The European Commission stated in its 2022 Rule of Law report on Hungary that over 70% of the board members have, “links to the current government or personally to the prime minister, including current and former ministers and state secretaries, government commissioners, managers of the central bank, members of parliament, (deputy) mayors, vocal members of pro-government groups, relatives […].”

In response, seven Hungarian cabinet ministers agreed to step down from their positions on the boards, but evidently this has not been enough to convince Brussels to reverse its decision, and negotiations between the two sides go on.

Another justification for the EU’s decision is that these private foundations can receive money directed from the Hungarian state with no oversight. “The whole way these [foundations] were designed was to shield the accountability of what happens to these resources from public view,” Scheppele said.

Ultimately, Scheppele thinks the Council would win in court, but it will not necessarily be easy, since it will require proving in legal terms that the foundation structures pose a risk to EU funds.

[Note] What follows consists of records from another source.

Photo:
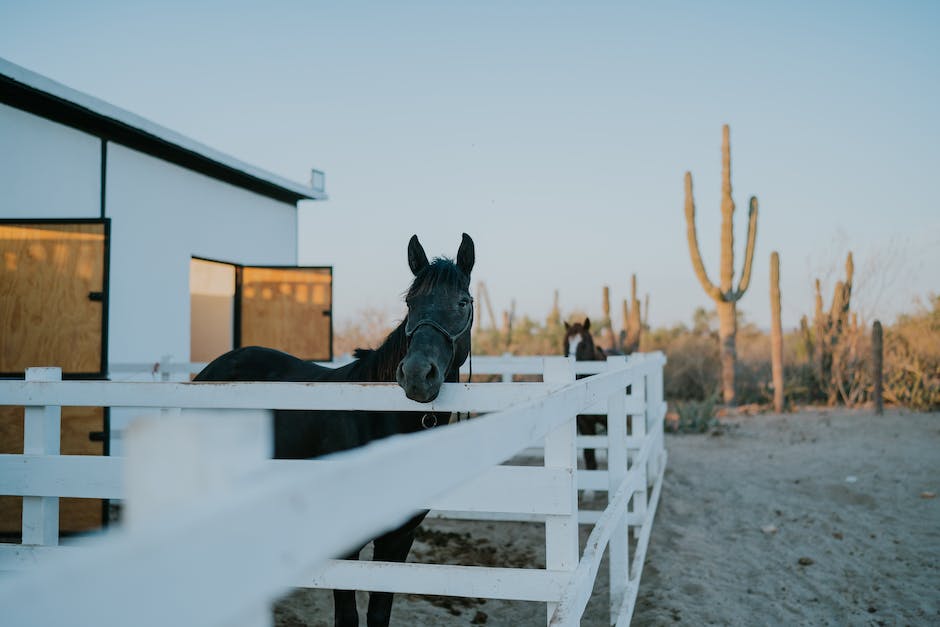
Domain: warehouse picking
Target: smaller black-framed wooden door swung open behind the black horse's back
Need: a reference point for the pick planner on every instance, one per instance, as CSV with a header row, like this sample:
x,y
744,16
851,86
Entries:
x,y
289,309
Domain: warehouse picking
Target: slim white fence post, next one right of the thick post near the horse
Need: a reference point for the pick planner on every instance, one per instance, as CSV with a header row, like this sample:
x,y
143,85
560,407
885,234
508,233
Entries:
x,y
619,547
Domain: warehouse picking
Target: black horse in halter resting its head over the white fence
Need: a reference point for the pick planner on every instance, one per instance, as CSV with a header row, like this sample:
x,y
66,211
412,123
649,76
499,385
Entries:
x,y
425,350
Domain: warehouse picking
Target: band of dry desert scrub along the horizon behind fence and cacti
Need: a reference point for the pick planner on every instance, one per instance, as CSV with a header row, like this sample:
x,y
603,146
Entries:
x,y
691,375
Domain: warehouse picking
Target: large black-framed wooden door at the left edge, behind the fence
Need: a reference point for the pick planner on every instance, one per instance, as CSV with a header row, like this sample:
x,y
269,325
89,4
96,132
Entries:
x,y
52,313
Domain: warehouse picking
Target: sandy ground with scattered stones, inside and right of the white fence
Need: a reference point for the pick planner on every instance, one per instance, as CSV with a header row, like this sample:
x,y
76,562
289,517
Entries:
x,y
817,518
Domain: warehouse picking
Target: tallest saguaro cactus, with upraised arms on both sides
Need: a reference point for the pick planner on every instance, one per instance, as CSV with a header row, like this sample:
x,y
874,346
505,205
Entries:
x,y
724,294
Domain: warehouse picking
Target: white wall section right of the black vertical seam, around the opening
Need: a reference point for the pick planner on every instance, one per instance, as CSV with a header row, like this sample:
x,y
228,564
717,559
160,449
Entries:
x,y
161,215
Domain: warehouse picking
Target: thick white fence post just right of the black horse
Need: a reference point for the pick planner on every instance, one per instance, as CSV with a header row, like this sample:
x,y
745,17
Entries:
x,y
561,532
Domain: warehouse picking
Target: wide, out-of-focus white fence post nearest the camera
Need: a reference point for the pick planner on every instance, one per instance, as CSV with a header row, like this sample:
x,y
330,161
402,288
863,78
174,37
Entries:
x,y
174,460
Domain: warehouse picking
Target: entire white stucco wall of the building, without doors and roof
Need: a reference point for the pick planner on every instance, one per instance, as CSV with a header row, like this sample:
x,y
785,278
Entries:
x,y
161,215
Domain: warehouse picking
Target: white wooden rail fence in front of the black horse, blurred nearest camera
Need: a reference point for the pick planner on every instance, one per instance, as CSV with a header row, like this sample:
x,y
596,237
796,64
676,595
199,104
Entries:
x,y
215,531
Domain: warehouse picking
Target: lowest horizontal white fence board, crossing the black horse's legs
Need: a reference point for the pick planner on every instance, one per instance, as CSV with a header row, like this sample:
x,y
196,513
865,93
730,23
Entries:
x,y
518,584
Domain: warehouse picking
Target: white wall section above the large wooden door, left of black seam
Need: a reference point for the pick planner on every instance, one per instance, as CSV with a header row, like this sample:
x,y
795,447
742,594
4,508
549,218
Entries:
x,y
47,170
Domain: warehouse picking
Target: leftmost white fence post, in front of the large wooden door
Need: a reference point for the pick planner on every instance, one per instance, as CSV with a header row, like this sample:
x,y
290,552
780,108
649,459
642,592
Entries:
x,y
42,426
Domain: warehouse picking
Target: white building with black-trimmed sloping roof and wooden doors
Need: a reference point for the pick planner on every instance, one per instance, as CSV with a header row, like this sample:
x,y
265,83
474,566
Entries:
x,y
122,241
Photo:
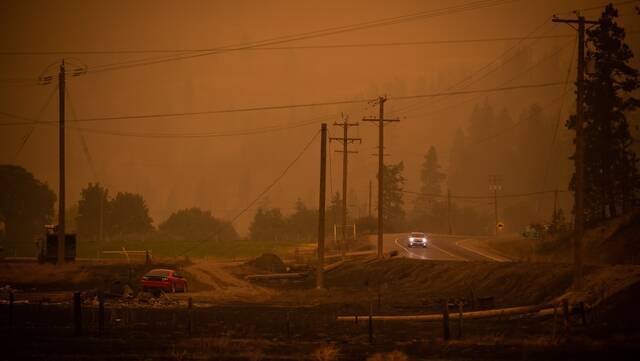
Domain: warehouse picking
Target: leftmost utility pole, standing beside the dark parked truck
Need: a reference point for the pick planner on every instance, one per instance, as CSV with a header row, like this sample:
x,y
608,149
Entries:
x,y
61,156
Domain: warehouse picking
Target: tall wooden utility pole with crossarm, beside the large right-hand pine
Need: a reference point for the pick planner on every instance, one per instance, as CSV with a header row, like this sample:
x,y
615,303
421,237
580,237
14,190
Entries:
x,y
579,154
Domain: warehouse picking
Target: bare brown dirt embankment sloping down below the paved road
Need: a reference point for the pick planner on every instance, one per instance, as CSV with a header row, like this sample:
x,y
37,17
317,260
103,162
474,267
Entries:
x,y
405,282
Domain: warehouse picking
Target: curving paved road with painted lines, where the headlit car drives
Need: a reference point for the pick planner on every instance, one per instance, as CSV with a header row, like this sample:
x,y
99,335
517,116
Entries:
x,y
442,247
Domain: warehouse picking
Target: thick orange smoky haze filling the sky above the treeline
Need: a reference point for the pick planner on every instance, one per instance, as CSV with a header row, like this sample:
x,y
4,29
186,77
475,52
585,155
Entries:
x,y
223,174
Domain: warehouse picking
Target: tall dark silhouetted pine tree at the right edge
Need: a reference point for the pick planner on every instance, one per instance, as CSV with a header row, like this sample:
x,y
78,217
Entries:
x,y
611,175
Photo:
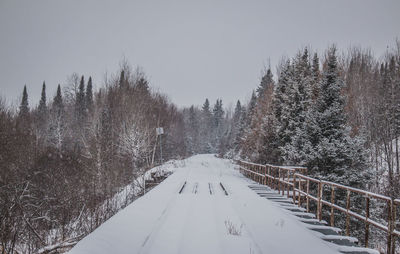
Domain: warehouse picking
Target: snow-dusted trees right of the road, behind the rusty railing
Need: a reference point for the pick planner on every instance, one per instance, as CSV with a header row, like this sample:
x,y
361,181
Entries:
x,y
336,114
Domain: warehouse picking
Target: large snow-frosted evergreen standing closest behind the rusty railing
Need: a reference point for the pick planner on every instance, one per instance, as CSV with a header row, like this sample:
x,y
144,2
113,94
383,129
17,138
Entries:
x,y
333,154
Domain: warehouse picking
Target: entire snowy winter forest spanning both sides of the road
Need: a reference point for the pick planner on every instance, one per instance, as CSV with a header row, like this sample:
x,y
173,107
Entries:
x,y
62,162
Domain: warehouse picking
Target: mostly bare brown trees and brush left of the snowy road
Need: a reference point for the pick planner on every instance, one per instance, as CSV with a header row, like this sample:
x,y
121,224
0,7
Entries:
x,y
63,161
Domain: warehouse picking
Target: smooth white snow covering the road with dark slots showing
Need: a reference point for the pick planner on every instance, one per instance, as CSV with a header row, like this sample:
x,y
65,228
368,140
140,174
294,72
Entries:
x,y
195,221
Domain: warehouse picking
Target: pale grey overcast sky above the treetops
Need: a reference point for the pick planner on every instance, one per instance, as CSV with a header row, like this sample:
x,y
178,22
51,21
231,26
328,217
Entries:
x,y
190,50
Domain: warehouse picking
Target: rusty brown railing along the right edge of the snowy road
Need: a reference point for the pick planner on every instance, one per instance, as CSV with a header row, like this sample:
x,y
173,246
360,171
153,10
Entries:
x,y
293,182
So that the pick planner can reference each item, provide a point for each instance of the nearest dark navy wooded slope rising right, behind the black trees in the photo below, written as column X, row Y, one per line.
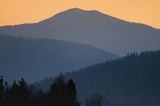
column 129, row 81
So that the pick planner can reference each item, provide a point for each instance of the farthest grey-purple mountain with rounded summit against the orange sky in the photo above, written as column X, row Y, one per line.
column 93, row 28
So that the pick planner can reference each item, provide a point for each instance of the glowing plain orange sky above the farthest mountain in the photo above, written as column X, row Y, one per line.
column 29, row 11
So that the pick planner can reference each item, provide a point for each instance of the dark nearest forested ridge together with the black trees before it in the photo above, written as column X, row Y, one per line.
column 122, row 81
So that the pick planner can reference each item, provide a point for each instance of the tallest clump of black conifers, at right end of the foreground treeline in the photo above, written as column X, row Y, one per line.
column 62, row 93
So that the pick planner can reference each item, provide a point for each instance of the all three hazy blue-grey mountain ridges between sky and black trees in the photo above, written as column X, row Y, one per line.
column 74, row 39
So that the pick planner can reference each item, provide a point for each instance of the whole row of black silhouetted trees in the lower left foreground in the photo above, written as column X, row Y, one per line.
column 61, row 93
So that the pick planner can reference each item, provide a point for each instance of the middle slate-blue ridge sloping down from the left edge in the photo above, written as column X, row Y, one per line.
column 35, row 59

“That's the kind of argument the Council has to make [...] that these were all public entities until recently and they were spun off in this suspicious manner and are now only nominally private but are still controlled by the governing party,” Scheppele said.

She noted that EU legal teams are loath to use such blatant allegations against member states in their arguments. “There's this kind of politeness about the way legal arguments work in the EU,” Scheppele said. “That's why it's just difficult. Not because the EU doesn’t have a leg to stand on, but because the leg it has to stand on isn't the one it wants to use.”

While the issue grinds on, the University of Debrecen is asking for the funding ban to be overturned immediately. This demand is not without possibility, Scheppele said, but what is more likely is that a practical solution to the EU’s complaints is found before the court processes get going.

From the Hungarian side, there have been promises that all will be resolved by this summer. Exactly what that means is still unclear. The EU has not stated publicly what changes it expects to be made, whether that is removing government-linked members of boards, introducing limits to how long they can serve, or reducing the decision-making powers of the boards.

“If there is really an interest in solving this issue, there needs to be a political decision and there needs to be more movement from Hungary,” said Thomas Estermann of the European University Association. “Once it goes to the courts, you’re in for a longer road.”